No amor há sempre uma parcela de paixão, mas paixão não é obsessão. A paixão motiva, a obsessão oprime; a primeira estimula e excita, a segunda sufoca e enlouquece; a paixão atrai enquanto a obsessão gera rejeição.

Podemos, portanto, afirmar que amor não é simplesmente uma simples palavra, mas um ato; o amor não tem uma definição precisa, mas é definido por ações que resultam em interações.

Um ser humano traduz em gestos, movimentos, ações, palavras ou frases - orais ou escritas - a necessidade de transmitir esse profundo afeto ao outro.. Uma transmissão que contém a expectativa secreta de reciprocidade amorosa e complementaridade relacional que impede a pessoa de se sentir sozinha nessa troca (o amor não correspondido é uma das principais causas do desespero).

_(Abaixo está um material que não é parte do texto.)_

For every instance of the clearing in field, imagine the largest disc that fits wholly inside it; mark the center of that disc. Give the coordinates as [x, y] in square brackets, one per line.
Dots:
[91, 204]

Em adição a isto, esta transmissão também inclui uma necessidade de segurança, ainda que utópica, pois a busca pelo resseguro do amor faz com que o presente do amor seja negligenciado, focando-se antes em um futuro ainda não certo. A dificuldade de concentração no momento presente leva a consequências desagradáveis ​​a partir do momento em que você prefere olhar para frente ao invés do aqui e agora.

Quem encanta quem

Quando duas pessoas se encontram e o desejo de amor por parte de ambas aparece, a comunicação verbal é ativada. As palavras fluem em harmonia, embora o medo da rejeição às vezes impeça esse fluxo de se expressar livremente. As frases assumem uma forma mais poética mesmo por pessoas menos histriônicas.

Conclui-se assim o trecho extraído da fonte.